Starmer vows to abolish House of Lords if Labour wins election

By Stefan Boscia

The House of Lords will be abolished and replaced with an elected upper chamber if Labour wins the next election, Sir Keir Starmer has announced.

Starmer told Labour’s peers this week that the UK’s political system had been undermined by recent Prime Ministers appointing “lackeys and donors” to the House of Lords.

Politicians will be stripped of the power to elect life peers in the first term of a Labour government and the party is now holding a consultation on the composition of a new chamber, the Observer reported today.

The move comes as a part of Gordon Brown’s wider constitutional review for the party, which is also set to call for more powers to devolved governments.

Starmer told Labour’s peers earlier this week: “I want to be clear that we do need to restore the trust of the public in every part of the United Kingdom in our system of government.
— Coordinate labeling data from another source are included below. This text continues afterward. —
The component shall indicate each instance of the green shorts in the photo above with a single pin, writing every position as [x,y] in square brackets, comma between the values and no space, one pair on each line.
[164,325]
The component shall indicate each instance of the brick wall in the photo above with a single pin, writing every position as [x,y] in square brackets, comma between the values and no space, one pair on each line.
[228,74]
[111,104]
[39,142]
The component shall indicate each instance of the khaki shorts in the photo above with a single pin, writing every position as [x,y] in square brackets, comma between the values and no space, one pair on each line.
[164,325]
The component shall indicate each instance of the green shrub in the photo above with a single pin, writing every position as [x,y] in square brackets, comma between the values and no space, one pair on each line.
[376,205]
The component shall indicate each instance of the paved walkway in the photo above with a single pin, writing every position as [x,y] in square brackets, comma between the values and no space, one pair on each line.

“House of Lords reform is just one part of that … People have lost faith in the ability of politicians and politics to bring about change – that is why, as well as fixing our economy, we need to fix our politics.”

It comes after complaints that Boris Johnson appointed political allies and donors to the House of Lords, including Evening Standard owner Evgeny Lebedev – the billionaire son of a Russian oligarch.

Johnson is reportedly set to also appoint junior aides, in their late 20s and early 30s, to the House of Lords in his resignation honours list.

Labour also had scandals about House of Lords appointments during its last period in government, with Tony Blair investigated in the “cash for peerages” saga.

Starmer first pledged to reform the House of Lords during the 2020 Labour leadership election.

He vowed to “abolish the House of Lords” and to “replace it with an elected chamber of regions and nations”.